Seu Antônio, como eu, estava de braços cruzados olhando o enterro. Seu olhar era sardônico. Um olhar que combinava bem com o rosto magro, de feições indefinidas, comuns. Deveria ter sessenta e poucos anos. Cabelos grisalhos, abundantes, cortados curtos, displicentemente penteados para trás. Ao observá-lo tive a sensação de que ele parecia um elemento estranho à paisagem. Não combinava com Cajazeiras, uma cidade que, sendo grande para os padrões do Sertão, disso nada extraíra de bom, assim como não guardara o que de bom havia de quando era pequena. Era como uma questão de foco. Ele parecia deslocado não por que estivesse no centro da cidade, em pleno comércio, mas, sim, por que estava ali como se fosse um estrangeiro em pleno Sertão. A roupa não dizia nada, nem os sapatos, nem qualquer adereço, até por que não os havia, excetuando o relógio que, como tudo nele, também era muito discreto.

“O senhor não é daqui.” “Sou e não sou. Nasci aqui há uns sessenta e tantos anos atrás, e voltei há uns poucos dias para vender uma terra que me coube por herança.” E me perguntou o que eu fazia em Cajazeiras. Falei-lhe de minha pesquisa acerca de Massilon e que acabara de voltar de Missão Velha, no Ceará, terra onde o Cel. Isaias Arruda “reinara” na década de 20. Agora já estávamos sentados numa lanchonete que colocara aquelas mesas e cadeiras de metal com imensas logomarcas de cerveja na calçada. Mesas e cadeiras sujas, evidentemente. Como não era possível tomar um café respeitável, pedíramos água mineral. “Ah, o cangaço”, disse, e perguntou: “descobriu algo em Missão Velha?”. Sim, eu havia descoberto, mas não queria falar acerca de cangaço. Será que eu conseguiria transmitir oralmente, para aquele estranho, um homem educado, percebia-se facilmente isso, minhas impressões de viagem? Será que eu conseguiria prender sua atenção durante um tempo suficiente para dizer-lhe uma crônica elaborada com fragmentos de imagens e palavras? O que significaria tudo isso quando cada um fosse para seu lado e um tempo razoável tivesse passado desde então?

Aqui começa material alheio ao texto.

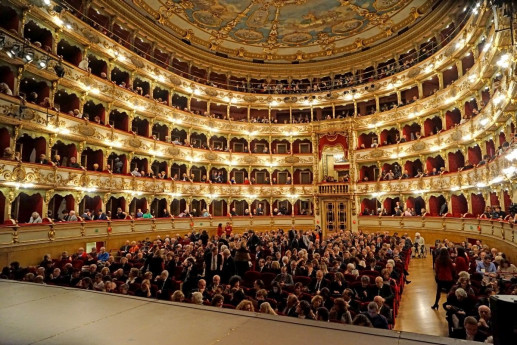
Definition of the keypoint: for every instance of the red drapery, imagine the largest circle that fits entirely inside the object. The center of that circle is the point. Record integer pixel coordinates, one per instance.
(333, 140)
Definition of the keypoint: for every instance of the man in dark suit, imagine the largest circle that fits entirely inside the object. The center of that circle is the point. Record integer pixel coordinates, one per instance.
(125, 248)
(377, 320)
(290, 309)
(384, 309)
(318, 283)
(228, 267)
(470, 331)
(213, 263)
(363, 291)
(381, 289)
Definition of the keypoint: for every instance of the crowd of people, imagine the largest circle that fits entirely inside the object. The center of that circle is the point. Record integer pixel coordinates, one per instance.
(353, 278)
(470, 273)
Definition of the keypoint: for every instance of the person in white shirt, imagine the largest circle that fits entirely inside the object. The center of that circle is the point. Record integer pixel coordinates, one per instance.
(136, 173)
(419, 244)
(84, 64)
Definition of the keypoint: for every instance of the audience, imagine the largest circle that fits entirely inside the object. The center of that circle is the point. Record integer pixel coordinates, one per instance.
(293, 273)
(477, 275)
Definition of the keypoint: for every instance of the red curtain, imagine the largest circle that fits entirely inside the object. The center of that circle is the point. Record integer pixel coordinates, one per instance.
(29, 204)
(371, 204)
(434, 205)
(2, 207)
(70, 202)
(494, 199)
(4, 139)
(490, 148)
(468, 108)
(502, 138)
(507, 200)
(333, 140)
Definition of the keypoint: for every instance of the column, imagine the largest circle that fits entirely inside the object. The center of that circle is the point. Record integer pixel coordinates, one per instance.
(440, 80)
(459, 66)
(17, 81)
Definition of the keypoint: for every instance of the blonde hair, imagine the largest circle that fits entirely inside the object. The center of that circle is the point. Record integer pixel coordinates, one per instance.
(266, 308)
(177, 296)
(197, 297)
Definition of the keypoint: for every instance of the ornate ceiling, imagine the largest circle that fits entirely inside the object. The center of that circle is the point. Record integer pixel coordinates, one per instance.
(287, 30)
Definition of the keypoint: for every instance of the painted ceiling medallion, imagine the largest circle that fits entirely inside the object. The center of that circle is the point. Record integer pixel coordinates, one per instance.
(278, 29)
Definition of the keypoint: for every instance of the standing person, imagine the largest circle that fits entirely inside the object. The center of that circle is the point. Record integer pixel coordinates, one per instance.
(444, 270)
(242, 259)
(462, 262)
(220, 230)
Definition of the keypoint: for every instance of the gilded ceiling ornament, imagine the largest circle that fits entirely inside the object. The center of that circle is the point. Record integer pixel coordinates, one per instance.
(414, 72)
(418, 146)
(250, 99)
(241, 52)
(377, 153)
(86, 130)
(211, 92)
(175, 80)
(174, 151)
(135, 142)
(249, 159)
(249, 35)
(136, 61)
(19, 174)
(297, 38)
(449, 51)
(90, 35)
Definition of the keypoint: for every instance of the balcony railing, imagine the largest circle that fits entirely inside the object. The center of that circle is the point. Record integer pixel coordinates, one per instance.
(333, 189)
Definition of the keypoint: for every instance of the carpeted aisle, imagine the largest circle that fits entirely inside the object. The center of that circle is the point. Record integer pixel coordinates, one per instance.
(415, 313)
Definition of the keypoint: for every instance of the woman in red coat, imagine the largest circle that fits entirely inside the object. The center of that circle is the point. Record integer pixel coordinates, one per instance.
(444, 277)
(462, 262)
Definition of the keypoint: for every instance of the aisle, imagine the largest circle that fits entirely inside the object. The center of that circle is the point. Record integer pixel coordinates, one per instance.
(415, 313)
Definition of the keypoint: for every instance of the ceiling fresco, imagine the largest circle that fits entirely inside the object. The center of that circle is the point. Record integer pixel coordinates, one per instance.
(285, 29)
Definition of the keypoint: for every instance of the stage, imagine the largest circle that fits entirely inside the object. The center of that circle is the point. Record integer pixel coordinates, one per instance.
(39, 314)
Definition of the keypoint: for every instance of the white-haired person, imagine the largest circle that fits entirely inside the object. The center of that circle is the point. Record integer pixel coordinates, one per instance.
(419, 246)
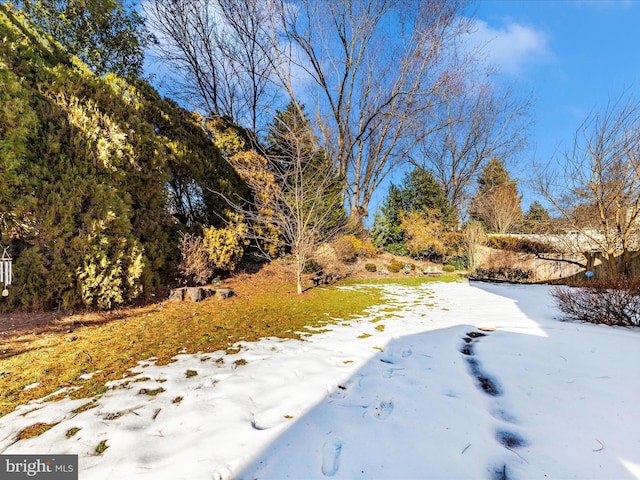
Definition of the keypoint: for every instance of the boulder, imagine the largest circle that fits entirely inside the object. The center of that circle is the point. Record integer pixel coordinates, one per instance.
(194, 294)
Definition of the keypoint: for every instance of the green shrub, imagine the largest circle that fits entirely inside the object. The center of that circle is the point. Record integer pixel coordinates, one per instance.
(516, 244)
(225, 246)
(612, 302)
(395, 266)
(345, 248)
(311, 266)
(459, 263)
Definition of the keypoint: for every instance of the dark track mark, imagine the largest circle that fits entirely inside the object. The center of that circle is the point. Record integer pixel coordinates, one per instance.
(510, 439)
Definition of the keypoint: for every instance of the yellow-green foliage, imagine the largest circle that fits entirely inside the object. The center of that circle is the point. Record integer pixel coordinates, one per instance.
(84, 166)
(225, 246)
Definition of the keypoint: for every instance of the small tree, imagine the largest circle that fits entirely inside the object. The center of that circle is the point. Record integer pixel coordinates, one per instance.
(297, 192)
(473, 237)
(537, 219)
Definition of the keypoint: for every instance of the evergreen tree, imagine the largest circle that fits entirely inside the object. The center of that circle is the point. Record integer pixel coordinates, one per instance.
(496, 203)
(85, 166)
(414, 217)
(107, 35)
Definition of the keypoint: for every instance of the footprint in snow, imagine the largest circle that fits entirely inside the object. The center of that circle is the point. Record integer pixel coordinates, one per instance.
(331, 456)
(383, 409)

O cariri é verde, muito verde para ser Sertão, comecei. E Missão Velha parece uma cidadezinha perdida no tempo, uma Macondo. Lá, quando chegamos, fomos direto para o coração da cidade. Estacionamos. Seria dia de feira? Não, é que o pagamento da “esmola oficial do governo federal” era naquele dia. As feiras, como eram antigamente, não existem mais. Não há mais cantadores de viola, coquistas, literatura de cordel, contadores de “causos”, vendedores de drogas milagrosas, rezadeiras, adivinhos, mágicos, circos mambembes... Há tipos estranhos, é impossível não haver: uma mulher de mais de sessenta anos, horrorosamente maquiada, vestida como uma adolescente, a carne sobrando por sobre a barra da minissaia, a abraçar freneticamente uma comadre a quem aparentemente não via há muito tempo e lhe responder em cima da bucha quando ela dissera “mulher, você já tem muitos janeiros, né?; “tenho, mas você não fica atrás não, não é criatura?” E virando-se para o lado, tangeu o marido que empurrava um carrinho de sorvete caseiro: “vai, vai, que aqui é conversa de mulher”. O sorveteiro obedeceu, mas como vingança, ao passar por mim que observava deliciado a cena, levou a mão ao lado da cabeça, e fez, com o indicador apontado para si e desenhando um círculo, o comentário final: “é tudo doida”.

DA ARTE DE ROMPER UM GRANDE AMOR

clube.atrativa.com.br

Muito tempo depois a encontrei em um café, contemplando o mundo lá fora com aqueles seus olhos azuis maravilhosos através das volutas da fumaça do cigarro. Após os cumprimentos de praxe, não resisti e lhe perguntei como sobrevivera ao fim do seu casamento, tão minuciosamente condenado ao fracasso, segundo sua própria avaliação, quando nos vimos pela última vez. Ela sorriu, espreguiçou-se como uma gata, tomou lentamente um gole de café e me perguntou se eu queria saber a história toda ou somente o desfecho, com algumas pinceladas óbvias como arremate.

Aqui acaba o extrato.